System freeze caused when aborting multiple asynchronous transfers

Francois_Dimitri · September 17, 2015, 12:19pm

I’m encountering system freeze on my WDF USB driver which seem to happen as a result of aborting multiple asynchronous requests. Can anyone give me ideas on possible causes. It seems a race condition issue but not clear to me why. It does not immediately happen after an abort but rather only after the succeeding sending of succeeding asynchronous requests. Although most like an effect of the aborting because if i dont abort ( just wait for all succeeding to complete) before retransmitting 16 asynch requests then there is no issue.

Test application
My test application sends 16 asynchronous write transfers to the driver using DeviceIoControl(WRITE) with overlapped parameter. If 1 completes, it sends another one so there is always 16 pending requests. then when user clicks on STOP button, it will call DeviceIoControl(ABORT) which will cancel all 16 requests.

Driver (IOCTL WRITE)
The DeviceIoControl WRITE simply forwards the WDF request to a power-managed WDF IO Queue with synchronous dispatching to a function called WriteHandler. WriteHandler.

Driver (WriteHandler)
WriteHandler creates 2 WDF requests for each request received from the WDF IO Queue. The 2 WDF requests sends the data in stages. Before sending down the stack, it inserts the 2 WDF requests to a WDF collection for cancellation purposes. Once the 2 request completes, it removes it from the collection then deletes it with WDFObjectDelete before completing the original request received from the queue.

Driver (IOCTL ABORT)
The DeviceIOControl ABORT performs 3 things. First, it purges the queued requests in the WDF IO Queue asynchronously using WdfIoQueuePurge (which will call a completion routine that calls WdfIoQueueStart).

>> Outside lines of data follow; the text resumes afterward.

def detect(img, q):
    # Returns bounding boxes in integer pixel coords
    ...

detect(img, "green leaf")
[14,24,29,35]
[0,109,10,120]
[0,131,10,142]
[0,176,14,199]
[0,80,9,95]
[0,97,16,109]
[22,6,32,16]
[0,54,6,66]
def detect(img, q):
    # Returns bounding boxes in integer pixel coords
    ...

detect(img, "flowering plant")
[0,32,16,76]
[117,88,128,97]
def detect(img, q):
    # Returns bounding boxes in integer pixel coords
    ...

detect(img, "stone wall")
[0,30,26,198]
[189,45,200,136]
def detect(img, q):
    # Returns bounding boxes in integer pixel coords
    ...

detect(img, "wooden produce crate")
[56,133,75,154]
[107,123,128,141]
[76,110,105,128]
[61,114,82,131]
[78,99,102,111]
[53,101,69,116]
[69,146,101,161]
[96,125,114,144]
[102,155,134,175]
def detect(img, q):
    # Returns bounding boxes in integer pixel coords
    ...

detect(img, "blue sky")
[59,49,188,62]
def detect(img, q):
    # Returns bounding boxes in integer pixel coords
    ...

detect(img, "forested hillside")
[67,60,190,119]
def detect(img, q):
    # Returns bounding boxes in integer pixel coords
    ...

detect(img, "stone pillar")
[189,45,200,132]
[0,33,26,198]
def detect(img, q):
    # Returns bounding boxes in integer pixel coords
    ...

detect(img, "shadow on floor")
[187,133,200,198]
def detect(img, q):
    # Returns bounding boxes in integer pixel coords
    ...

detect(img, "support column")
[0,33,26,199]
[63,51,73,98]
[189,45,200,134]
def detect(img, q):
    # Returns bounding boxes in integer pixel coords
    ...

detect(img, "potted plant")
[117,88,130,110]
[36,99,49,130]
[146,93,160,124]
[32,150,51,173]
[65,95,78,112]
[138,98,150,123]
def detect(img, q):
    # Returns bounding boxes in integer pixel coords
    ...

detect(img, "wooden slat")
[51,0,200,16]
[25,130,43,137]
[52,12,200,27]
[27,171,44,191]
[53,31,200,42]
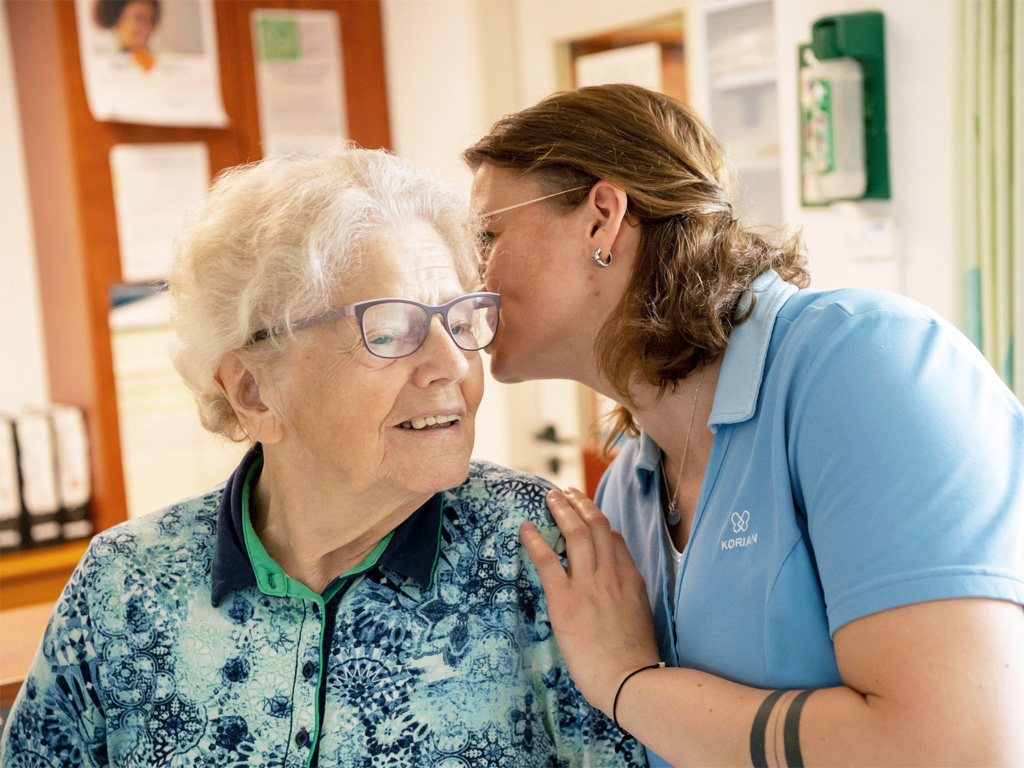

Secondly, it cancels the 2 WDF request in the WDF colledtion. Thirdly, it sends some stop command to the device through another pipe.

I verified through the WDF Io Queue that the all requests are cancelled after the abort through the queue state. But after when I restart streaming the 16 asynchronous request again, the system freezes. The system freeze always happen after queuing all 16 requests to the queue immediately after a previous aborting.

Francois_Dimitri · September 17, 2015, 12:34pm

Below is my handling of WDF collection for the 2 subrequests created for each request dispatched from the WDF Io Queue. Is there a race condition with my handling of collections?

Inserting (called by writehandler)
wdfspinlockacquire
wdfobjectreference
Wdfcollectionadd
Wdfspinlockrelease

Removing (called by writehandler completion routine)
Wdfspinlockacquire
Find request in collection
Wdfcollectionremove
Wdfobjectdereference
Wdfspinlockrelease

Canceling (called by ioctl abort)
Wdfspinlockacquire
For each request in collection
Wdfobjectreference
Wdfrequestcancelsentrequest
Wdfobjectdereference
Wdfspinlockrelease

Tim_Roberts · September 17, 2015, 12:55pm

xxxxx@yahoo.com wrote:

Below is my handling of WDF collection for the 2 subrequests created for each request dispatched from the WDF Io Queue. Is there a race condition with my handling of collections?

Do you have a completion routine for the requests you submitted?
Remember that you’ll get a completion callback after your cancel the
requests. Is it possible you have an interlock issue in the completion
routine?

Have you attached a debugger to see what state things are in? If you
see all of your processors waiting for your spinlock, that would be a
big clue.

–
Tim Roberts, xxxxx@probo.com
Providenza & Boekelheide, Inc.

Francois_Dimitri · September 17, 2015, 1:16pm

Yes, the writehandler completion routine is called. When the request is cancelled, the completion routine indicates a failed status. Since i have 2 wdf request for each dispatched request, i only complete the main request once the there is only 1 left in the collection (meaning 1 of the 2 requests already cancelled or completed).

I havent setup remote debugging yet. Will do that. But is my approach correct? Is there a more efficient way of handling the same thing?

Tim_Roberts · September 17, 2015, 1:26pm

xxxxx@yahoo.com wrote:

Yes, the writehandler completion routine is called. When the request is cancelled, the completion routine indicates a failed status. Since i have 2 wdf request for each dispatched request, i only complete the main request once the there is only 1 left in the collection (meaning 1 of the 2 requests already cancelled or completed).

I havent setup remote debugging yet. Will do that. But is my approach correct? Is there a more efficient way of handling the same thing?

Efficiency is not really the driving force here. I can think of other
implementations, but I couldn’t argue that they were better. For
example, you could store the two created requests in the context
structure of the original request. That way, you’d eliminate the need
for the collection, and rely on the I/O queue. However, you’d still
have interlock issues.

–
Tim Roberts, xxxxx@probo.com
Providenza & Boekelheide, Inc.